Como director, Selander es muy eficaz. Nunca busca llamar la atención sobre su puesta en escena ni convertir cada plano en una exhibición de estilo. Prefiere que la historia avance con naturalidad. Consciente de  cuándo mantener la cámara quieta y de cuándo introducir movimiento. Junto al montaje, administran el ritmo con precisión. Esa aparente sencillez es una de las razones por las que la película sigue funcionando.
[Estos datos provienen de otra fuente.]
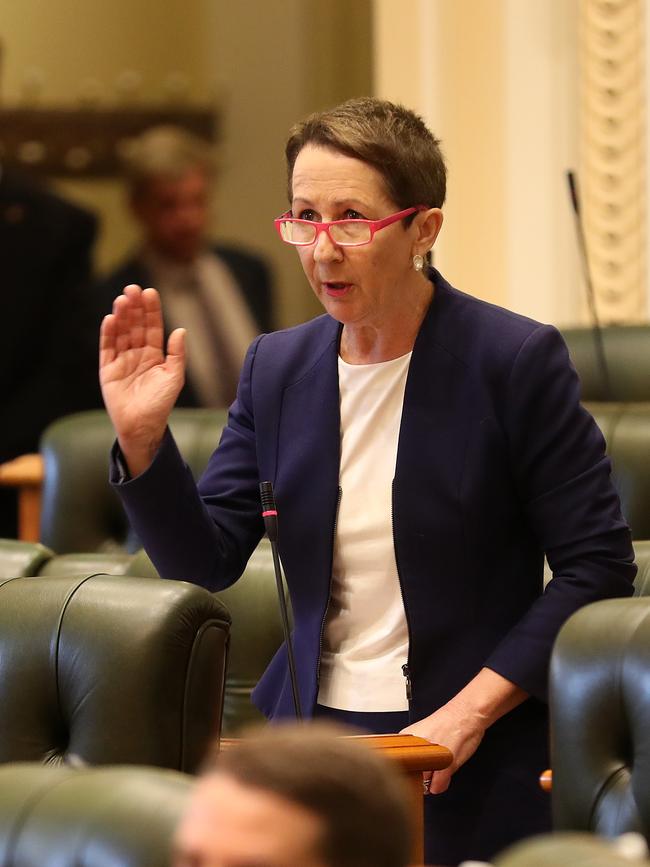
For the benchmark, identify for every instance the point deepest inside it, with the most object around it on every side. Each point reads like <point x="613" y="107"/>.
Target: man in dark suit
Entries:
<point x="45" y="256"/>
<point x="220" y="293"/>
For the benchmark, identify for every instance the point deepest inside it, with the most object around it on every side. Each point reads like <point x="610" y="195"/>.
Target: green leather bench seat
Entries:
<point x="80" y="512"/>
<point x="95" y="817"/>
<point x="627" y="351"/>
<point x="110" y="670"/>
<point x="599" y="700"/>
<point x="256" y="628"/>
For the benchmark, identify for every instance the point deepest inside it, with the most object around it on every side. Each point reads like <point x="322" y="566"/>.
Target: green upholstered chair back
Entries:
<point x="600" y="719"/>
<point x="567" y="850"/>
<point x="80" y="512"/>
<point x="94" y="817"/>
<point x="627" y="351"/>
<point x="22" y="558"/>
<point x="256" y="630"/>
<point x="110" y="670"/>
<point x="626" y="428"/>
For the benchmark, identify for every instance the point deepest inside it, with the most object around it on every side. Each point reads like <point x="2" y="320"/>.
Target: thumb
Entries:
<point x="176" y="347"/>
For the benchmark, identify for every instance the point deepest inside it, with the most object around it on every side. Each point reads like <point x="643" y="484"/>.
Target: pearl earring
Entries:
<point x="418" y="262"/>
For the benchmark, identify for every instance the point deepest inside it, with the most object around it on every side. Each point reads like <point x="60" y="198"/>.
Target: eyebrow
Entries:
<point x="354" y="204"/>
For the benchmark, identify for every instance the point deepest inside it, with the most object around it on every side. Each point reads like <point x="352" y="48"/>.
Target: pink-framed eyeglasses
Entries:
<point x="344" y="233"/>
Panhandle nunca ocupará el lugar reservado a los grandes títulos del western clásico. No posee la ambición de las obras de John Ford o Howard Hawks, pero tampoco intenta imitarlas. Lo que ofrece es un relato honesto, bien construido y consciente de sus posibilidades. En apenas ochenta minutos desarrolla un conflicto convincente, unos personajes creíbles y un ambiente cautivador.

Al final queda la misma pregunta que atraviesa tantos westerns: si un hombre puede dejar atrás aquello que fue alguna vez -¿Verdad Clint?-. Panhandle responde sin grandes discursos. En el Oeste siempre hay un pasado esperando junto a la siguiente esquina, y a veces basta un disparo para comprender que algunas cuentas nunca terminan de saldarse.